In Saturday's event, people in the chain passed along books from Riga's existing 150-year-old national library across the River Daugava to a new national library building due to open in August.
Organiser Aiva Rozenberga said the event had deep symbolic significance for Latvians.
“The people who stood in the Baltic Way remember that feeling of being shoulder to shoulder with complete strangers," she told AFP. "The people taking part in the book chain who are prepared to stand here on a cold winter day are taking this seriously too -- we are literally standing up for culture."
“We are a nation of readers,” said a 61-year-old Riga resident who gave her name only as Elga, standing in the shadow of the vast new library.
However, not all Rigans are enthused over the new facility. Mayor Nils Usakovs has in the past likened the triangular grey building -- designed by Latvian-American architect Gunnar Birkert at a cost of more than 166 million euros ($225 million) -– to a giant supermarket.

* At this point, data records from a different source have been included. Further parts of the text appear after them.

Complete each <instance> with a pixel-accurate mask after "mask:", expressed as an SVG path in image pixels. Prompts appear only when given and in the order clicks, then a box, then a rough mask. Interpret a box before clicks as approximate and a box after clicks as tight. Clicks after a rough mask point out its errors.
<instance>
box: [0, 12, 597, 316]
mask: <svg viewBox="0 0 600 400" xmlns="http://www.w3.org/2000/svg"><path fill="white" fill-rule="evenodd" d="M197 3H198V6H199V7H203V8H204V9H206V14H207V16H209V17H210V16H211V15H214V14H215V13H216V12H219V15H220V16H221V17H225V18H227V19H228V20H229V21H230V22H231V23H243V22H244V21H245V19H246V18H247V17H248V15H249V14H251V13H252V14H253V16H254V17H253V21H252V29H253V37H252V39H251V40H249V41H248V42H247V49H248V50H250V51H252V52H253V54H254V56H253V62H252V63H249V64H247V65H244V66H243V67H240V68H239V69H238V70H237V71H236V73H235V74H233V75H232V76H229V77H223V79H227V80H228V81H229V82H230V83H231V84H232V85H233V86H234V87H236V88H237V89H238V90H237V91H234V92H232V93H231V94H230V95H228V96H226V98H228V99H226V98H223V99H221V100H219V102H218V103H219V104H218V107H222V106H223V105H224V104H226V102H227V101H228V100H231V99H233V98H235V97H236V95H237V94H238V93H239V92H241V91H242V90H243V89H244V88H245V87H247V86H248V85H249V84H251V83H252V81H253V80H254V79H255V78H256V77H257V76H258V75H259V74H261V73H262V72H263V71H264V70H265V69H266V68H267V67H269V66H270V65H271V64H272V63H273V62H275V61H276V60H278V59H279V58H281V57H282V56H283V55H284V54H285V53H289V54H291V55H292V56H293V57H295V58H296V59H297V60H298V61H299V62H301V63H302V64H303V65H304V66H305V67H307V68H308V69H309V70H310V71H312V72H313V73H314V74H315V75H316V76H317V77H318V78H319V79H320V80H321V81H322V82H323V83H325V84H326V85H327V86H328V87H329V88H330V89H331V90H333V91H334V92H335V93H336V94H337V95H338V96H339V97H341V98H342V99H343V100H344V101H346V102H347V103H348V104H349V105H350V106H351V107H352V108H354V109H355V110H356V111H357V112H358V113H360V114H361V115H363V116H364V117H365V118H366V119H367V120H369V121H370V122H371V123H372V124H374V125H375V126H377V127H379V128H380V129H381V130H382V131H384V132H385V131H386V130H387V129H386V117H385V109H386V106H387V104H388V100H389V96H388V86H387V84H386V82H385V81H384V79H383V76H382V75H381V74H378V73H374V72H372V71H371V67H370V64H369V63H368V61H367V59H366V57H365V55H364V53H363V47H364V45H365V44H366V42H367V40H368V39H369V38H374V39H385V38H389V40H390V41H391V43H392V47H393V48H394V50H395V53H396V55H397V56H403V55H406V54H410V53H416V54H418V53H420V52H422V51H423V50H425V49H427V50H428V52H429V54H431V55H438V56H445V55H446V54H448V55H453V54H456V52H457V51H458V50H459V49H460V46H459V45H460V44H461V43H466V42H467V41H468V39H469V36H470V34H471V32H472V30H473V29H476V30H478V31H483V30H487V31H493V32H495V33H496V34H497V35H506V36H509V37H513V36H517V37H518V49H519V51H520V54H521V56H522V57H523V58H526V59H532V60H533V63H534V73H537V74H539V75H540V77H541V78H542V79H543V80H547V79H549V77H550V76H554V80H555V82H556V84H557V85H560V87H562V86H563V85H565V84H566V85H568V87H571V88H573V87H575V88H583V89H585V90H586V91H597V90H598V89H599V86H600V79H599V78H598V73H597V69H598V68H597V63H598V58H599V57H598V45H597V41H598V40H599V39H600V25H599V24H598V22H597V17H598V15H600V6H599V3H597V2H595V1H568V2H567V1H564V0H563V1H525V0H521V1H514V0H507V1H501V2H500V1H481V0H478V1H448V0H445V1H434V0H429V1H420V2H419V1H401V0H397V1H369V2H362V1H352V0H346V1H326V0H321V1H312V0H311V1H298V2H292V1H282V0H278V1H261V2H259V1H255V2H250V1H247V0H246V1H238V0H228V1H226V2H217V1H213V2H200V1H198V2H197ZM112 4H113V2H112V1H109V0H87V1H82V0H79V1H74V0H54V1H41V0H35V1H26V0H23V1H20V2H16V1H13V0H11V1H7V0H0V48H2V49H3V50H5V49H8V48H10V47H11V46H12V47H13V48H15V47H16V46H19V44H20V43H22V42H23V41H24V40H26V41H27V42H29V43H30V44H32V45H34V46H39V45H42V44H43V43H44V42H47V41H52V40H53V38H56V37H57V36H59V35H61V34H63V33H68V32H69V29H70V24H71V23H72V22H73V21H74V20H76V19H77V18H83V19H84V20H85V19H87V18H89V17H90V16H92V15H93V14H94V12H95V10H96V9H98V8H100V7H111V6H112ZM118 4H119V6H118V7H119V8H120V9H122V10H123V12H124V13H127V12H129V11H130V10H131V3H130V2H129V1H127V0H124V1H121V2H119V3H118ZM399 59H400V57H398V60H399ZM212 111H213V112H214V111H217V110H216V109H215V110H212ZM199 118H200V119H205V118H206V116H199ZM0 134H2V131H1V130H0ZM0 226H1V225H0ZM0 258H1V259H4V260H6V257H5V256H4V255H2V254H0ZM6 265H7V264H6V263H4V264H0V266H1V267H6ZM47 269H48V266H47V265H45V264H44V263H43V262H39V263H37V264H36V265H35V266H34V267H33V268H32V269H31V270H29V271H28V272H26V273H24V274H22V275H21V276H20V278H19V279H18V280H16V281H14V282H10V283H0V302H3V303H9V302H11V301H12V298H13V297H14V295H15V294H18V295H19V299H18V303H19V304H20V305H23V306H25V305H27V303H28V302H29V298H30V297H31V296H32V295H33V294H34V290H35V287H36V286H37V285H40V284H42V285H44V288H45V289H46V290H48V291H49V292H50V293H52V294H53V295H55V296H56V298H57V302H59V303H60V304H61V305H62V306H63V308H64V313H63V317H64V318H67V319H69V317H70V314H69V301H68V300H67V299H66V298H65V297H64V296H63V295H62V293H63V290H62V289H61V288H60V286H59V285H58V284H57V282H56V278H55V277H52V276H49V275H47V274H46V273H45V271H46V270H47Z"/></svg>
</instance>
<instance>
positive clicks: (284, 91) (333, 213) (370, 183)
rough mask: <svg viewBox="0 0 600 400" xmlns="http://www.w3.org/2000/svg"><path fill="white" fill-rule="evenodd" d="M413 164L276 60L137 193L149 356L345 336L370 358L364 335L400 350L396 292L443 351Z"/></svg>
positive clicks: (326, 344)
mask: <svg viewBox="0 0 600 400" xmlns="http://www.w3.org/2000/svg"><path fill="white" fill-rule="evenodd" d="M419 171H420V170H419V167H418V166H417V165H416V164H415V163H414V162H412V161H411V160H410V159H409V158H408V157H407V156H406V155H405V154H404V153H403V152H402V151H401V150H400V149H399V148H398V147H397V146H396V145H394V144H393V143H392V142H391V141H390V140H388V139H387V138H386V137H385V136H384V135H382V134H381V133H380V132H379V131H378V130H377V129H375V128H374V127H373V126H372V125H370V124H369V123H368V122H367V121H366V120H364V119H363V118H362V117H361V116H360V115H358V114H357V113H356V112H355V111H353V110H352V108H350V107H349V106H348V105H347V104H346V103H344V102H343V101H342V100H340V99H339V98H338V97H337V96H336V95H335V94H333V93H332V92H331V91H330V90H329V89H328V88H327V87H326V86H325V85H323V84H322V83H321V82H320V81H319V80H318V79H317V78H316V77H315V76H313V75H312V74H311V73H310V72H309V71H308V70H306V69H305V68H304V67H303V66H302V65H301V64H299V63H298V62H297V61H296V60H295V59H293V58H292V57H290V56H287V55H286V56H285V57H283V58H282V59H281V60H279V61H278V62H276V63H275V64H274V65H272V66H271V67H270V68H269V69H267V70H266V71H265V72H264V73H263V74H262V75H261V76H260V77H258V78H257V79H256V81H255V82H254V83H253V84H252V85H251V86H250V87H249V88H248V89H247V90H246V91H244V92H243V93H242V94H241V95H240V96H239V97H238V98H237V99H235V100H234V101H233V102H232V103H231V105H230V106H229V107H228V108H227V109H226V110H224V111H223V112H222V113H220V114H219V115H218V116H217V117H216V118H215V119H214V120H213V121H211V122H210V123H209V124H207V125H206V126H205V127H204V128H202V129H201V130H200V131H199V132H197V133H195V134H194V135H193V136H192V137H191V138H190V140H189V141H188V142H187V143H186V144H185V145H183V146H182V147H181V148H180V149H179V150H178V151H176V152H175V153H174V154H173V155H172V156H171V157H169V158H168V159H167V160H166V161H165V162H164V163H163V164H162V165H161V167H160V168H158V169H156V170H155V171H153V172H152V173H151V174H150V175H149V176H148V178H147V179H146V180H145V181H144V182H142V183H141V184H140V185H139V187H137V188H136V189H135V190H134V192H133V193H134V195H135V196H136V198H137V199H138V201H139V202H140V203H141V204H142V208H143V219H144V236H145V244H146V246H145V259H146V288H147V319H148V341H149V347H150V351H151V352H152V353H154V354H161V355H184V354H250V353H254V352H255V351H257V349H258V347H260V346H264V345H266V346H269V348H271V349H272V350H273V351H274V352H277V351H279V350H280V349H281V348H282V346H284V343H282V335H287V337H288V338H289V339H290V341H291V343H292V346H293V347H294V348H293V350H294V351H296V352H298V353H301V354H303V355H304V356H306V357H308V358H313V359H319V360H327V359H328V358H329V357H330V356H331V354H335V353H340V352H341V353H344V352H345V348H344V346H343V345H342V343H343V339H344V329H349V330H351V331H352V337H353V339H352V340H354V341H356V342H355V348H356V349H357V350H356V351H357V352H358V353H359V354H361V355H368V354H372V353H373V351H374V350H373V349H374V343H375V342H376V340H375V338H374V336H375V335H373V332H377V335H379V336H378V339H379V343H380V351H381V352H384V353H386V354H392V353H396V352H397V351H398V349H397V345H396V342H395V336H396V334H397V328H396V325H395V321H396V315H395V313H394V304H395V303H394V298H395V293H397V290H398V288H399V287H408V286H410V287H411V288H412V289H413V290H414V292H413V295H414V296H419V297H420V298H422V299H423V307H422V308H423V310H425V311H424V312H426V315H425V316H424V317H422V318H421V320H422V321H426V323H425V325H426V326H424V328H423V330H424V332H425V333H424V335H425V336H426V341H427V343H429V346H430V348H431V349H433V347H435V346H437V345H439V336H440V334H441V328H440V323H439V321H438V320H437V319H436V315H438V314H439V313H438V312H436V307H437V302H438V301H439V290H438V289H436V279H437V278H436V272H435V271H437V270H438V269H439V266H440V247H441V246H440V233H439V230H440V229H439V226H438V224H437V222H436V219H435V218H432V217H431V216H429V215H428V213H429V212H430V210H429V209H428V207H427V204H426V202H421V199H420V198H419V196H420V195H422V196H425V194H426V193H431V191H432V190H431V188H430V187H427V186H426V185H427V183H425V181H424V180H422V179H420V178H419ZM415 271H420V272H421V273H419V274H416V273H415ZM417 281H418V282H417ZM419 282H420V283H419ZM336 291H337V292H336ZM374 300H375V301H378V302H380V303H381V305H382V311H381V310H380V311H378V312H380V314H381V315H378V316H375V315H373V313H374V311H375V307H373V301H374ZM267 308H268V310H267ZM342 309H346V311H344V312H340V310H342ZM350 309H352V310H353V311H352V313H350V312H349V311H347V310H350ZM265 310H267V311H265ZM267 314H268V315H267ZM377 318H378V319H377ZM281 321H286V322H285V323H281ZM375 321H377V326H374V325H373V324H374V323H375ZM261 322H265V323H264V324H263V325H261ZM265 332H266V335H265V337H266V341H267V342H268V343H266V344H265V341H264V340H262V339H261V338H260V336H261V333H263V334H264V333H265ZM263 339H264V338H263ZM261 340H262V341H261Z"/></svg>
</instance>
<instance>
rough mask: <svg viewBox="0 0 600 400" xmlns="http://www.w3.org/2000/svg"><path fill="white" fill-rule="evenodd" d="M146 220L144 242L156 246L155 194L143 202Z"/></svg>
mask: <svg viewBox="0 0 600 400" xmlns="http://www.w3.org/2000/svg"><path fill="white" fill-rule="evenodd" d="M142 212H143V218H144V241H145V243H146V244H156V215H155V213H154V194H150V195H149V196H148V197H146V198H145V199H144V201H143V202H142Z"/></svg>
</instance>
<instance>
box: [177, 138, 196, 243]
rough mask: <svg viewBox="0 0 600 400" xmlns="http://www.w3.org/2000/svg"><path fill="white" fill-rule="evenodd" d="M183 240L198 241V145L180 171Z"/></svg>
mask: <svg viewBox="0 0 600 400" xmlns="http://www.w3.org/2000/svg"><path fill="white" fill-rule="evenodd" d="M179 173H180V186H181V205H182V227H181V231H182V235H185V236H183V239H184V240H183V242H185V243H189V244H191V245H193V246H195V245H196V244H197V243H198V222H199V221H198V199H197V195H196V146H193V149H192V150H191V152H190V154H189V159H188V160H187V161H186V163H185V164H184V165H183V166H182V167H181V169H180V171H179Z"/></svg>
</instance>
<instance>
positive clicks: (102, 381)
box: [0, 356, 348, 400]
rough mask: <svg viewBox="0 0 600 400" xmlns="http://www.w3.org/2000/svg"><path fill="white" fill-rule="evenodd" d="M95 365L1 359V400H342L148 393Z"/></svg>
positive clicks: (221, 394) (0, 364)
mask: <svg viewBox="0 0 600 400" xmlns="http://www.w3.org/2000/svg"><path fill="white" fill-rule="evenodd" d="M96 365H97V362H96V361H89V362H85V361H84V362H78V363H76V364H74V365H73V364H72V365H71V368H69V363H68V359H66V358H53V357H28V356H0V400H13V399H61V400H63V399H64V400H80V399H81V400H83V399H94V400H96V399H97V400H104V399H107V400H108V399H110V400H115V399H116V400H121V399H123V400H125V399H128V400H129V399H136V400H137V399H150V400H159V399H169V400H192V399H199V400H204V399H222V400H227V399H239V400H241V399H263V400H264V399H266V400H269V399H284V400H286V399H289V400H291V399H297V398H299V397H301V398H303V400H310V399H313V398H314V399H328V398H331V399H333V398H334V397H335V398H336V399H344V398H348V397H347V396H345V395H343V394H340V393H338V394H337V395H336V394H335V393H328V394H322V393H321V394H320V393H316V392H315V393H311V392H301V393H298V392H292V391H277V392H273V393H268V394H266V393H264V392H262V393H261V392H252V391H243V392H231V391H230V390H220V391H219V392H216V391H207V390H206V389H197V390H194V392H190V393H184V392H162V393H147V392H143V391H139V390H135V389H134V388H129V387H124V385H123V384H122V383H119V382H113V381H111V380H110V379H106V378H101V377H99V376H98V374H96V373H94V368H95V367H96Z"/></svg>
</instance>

Another resident, Katarina Kurova, 29, also said she was unimpressed. “There used to be a nice view of the Old Town and the river from where I live. Now all we can see is the library.”
Highlights of Riga's programme as European city of culture -- an honour it shares with Umea, in northern Sweden, this year -- include a new production of Richard Wagner's opera "Rienzi", whose first two acts were written while the composer was living in Riga.